Andre Andreev, one half of directing duo Dress Code with Dan Covert, was also present to talk about their film Flame. The film takes us to early 2013. Bulgaria was engulfed by a big wave of demonstrations and protests for high electric and heating bills. The protests included a disturbing feature unknown to Bulgarian history: at least seven Bulgarian citizens set themselves on fire. One of them was Plamen Goranov, a 37-year-old construction worker and artist from the Black Sea city of Varna. Andreev explained: “My central hero, Plamen Goranov was one of thousands of people that participated in demonstrations. Seeing that the situation wasn’t changing, he decided to take matters into his own hands. He took part in a protest outside of the city hall building in his hometown holding a sign that said “If you don’t resign by this afternoon, I will set fire to myself”. In Varna, the mayor had been in power for 15 years. He managed to have a monopoly with people that created businesses with his permission.
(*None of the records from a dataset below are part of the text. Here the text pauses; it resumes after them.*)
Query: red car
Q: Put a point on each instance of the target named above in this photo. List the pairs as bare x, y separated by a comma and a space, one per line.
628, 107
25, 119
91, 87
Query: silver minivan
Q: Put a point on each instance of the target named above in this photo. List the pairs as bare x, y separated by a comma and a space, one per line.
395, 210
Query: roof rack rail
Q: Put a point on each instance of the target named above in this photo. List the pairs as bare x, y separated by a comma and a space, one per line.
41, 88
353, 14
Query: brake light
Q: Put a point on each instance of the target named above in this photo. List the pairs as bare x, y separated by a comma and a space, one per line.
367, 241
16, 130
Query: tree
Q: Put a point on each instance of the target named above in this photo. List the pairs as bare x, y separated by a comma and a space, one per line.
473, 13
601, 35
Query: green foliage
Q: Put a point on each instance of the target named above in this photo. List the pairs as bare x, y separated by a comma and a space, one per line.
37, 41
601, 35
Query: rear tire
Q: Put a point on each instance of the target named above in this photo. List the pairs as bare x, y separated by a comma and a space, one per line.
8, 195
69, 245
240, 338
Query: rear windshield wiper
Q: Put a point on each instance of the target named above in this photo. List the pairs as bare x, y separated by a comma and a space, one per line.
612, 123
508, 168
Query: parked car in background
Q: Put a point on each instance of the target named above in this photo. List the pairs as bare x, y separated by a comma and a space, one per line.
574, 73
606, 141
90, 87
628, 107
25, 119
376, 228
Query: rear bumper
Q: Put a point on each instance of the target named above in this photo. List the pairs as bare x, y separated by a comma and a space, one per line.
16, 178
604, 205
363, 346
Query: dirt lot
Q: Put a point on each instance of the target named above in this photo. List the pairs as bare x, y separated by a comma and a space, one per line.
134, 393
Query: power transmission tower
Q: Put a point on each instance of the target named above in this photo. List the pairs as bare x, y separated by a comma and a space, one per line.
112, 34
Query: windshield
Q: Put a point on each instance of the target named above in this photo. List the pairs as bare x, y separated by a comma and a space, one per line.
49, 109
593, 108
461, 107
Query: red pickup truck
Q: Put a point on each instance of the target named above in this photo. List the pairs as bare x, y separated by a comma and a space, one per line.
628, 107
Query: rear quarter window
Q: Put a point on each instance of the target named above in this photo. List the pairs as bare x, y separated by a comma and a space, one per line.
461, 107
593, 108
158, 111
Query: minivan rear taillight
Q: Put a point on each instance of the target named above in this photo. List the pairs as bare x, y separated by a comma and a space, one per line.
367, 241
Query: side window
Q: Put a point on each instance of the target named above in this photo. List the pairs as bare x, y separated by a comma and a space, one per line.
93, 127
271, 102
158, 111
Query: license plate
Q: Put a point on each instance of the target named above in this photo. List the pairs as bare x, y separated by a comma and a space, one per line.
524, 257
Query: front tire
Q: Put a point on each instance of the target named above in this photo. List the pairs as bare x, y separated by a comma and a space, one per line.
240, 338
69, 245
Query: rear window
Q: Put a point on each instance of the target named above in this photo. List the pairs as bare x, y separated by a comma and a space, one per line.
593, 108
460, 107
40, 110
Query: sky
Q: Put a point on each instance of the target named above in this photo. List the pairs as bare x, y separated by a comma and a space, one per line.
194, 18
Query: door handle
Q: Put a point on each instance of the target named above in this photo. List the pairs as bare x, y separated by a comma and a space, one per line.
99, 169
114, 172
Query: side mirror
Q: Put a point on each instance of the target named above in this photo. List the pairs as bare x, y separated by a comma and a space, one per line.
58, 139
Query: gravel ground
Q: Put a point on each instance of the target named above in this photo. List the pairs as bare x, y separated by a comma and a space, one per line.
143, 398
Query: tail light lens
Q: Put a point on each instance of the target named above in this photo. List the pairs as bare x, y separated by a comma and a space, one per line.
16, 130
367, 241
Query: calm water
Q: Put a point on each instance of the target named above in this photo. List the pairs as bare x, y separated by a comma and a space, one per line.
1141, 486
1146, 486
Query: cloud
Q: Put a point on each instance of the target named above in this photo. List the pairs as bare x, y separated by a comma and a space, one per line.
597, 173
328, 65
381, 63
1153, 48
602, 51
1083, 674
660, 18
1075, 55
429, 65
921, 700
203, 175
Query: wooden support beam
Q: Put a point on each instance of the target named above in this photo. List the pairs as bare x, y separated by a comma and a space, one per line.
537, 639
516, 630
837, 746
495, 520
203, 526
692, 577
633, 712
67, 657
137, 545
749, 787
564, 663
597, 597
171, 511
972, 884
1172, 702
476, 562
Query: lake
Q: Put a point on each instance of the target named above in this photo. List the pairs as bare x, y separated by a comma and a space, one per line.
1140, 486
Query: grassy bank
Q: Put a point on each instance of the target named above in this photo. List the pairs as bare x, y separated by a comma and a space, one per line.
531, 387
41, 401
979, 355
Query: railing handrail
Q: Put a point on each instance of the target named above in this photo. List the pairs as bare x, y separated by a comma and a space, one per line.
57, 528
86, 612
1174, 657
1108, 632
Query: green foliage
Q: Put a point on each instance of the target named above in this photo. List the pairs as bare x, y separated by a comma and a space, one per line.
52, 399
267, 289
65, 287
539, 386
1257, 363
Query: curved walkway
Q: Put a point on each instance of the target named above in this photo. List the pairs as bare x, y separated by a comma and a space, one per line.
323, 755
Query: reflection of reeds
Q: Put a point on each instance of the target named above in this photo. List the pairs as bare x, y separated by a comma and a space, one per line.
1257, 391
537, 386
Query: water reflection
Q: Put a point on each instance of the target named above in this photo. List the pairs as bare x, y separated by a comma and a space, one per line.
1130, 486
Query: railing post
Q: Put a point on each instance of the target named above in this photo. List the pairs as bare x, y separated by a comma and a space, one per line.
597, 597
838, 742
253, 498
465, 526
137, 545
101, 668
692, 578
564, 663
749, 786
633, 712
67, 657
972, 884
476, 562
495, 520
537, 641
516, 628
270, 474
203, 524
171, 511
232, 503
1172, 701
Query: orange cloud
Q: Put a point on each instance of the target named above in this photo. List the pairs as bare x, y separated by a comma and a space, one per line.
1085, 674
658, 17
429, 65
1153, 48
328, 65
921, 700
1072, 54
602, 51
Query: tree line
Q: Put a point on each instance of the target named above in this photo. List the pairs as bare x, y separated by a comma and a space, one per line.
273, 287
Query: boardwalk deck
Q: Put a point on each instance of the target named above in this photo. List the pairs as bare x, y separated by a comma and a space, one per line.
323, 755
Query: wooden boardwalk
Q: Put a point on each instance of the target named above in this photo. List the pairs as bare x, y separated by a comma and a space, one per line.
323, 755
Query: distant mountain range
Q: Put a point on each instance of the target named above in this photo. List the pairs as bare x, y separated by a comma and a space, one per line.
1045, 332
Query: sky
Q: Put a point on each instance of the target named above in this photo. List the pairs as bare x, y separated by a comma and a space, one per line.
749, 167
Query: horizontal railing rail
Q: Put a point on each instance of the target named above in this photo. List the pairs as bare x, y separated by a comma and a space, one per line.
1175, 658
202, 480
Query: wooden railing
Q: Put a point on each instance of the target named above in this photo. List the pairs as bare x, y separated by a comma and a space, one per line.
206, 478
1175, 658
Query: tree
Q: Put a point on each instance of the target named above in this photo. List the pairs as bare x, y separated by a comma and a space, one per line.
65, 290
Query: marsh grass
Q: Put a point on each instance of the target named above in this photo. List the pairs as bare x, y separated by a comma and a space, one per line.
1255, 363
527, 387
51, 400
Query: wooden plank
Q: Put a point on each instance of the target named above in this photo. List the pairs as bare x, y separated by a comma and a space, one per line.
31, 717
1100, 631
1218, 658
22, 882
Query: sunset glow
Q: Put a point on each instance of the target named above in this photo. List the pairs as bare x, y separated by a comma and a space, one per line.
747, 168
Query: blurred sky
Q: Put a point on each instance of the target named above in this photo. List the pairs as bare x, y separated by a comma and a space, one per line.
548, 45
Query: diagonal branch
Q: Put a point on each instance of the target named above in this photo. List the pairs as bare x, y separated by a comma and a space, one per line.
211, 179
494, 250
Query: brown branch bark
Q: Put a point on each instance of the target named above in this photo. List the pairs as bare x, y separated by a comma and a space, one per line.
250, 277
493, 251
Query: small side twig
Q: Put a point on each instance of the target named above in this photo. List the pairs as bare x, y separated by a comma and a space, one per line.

This drove everyone to despair, because they couldn’t see a way out”. Answering the question of whether or not anything changed, the directed said: “Three or four days later the mayor resigned. A national day of mourning was declared. The mayor mentioned Plamen as one of the reasons for his resignation. Of course, if you ask the citizens, they’ll tell you that the new mayor is as bad as the previous one. Essentially, nothing has changed. In Bulgaria there is a “myth” that nothing ever happens anyway, so why bother trying to change things?”